Im Dezember 2002 verurteilte ihn die 1. Zivilkammer des Mainzer Landgerichts zur Zahlung der vollen Gebühren von 9981,96 Euro zuzüglich Zinsen (Az. 1 O 320/02), so der Bericht weiter. Es stehe zweifelsfrei fest, dass die teure Nummer vom Anschluss des Beklagten angewählt worden sei. "Ob der Beklagte selbst oder ein berechtigter und/oder unberechtigter diese Gespräche geführt bzw. diese Verbindungen hergestellt hat, ist ohne Belang", so die Kammer. Der Betroffene habe nämlich nicht beweisen können, dass er die Nutzung seines Anschlusses nicht zu vertreten hat. Auch sei unerheblich, ob die Nummer durch bewusste Einwahl oder den Start eines Webdialers erfolgt sei. Ein falsches Verhalten der Telefongesellschaft konnte die Kammer ebenfalls nicht erkennen. Sie sei nicht verpflichtet gewesen, ihren Kunden auf die Möglichkeit zur Sperrung teurer Nummern hinzuweisen. Nun liegt der Fall beim Oberlandesgericht Koblenz. Eine Entscheidung des zuständigen Senats wird voraussichtlich für Ende Mai erwartet.

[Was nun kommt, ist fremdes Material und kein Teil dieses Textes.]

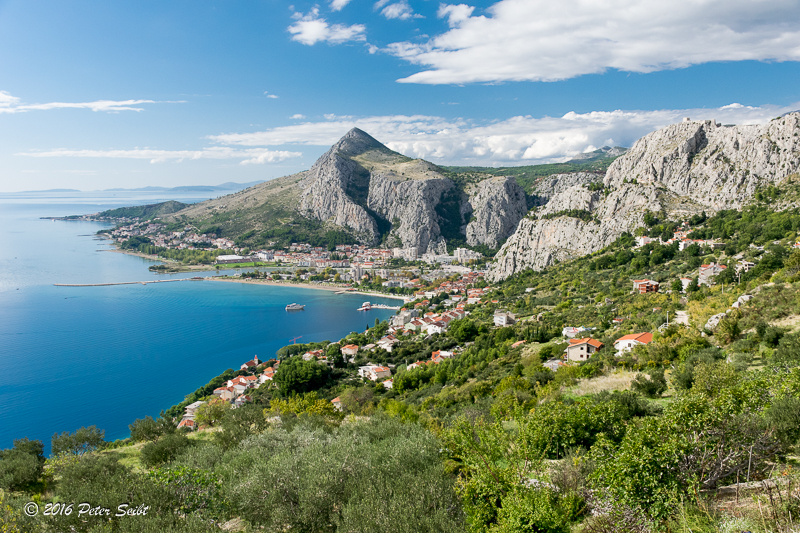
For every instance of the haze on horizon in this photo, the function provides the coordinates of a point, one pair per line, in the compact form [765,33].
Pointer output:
[132,94]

Quelle: http://www.sicherheitsnews.info/Mittelbrandenburg.php?art=MiKn-2679


So einem Dialer bin ich auch mal aufgesessen, Gott sei Dank nicht in dieser Höhe. Teure Nummern von der Telekom sperren lassen, halte ich für eine sehr gute Lösung, hab ich dann bei meinem Anschluss so praktiziert. Und wenn ich wirklich mal eine 0190 o.ä. Nummer anrufen will (kommt bei mir so einmal im Jahr vor :hihi ), benutze ich dafür halt mal das Handy. Die Software "Connectionwatch", die unter o.a. Link angeboten wird, hab ich seitdem auch drauf... für den Fall, dass nicht alle teuren Nummern durch die Telekom-Sperrung abgedeckt sind.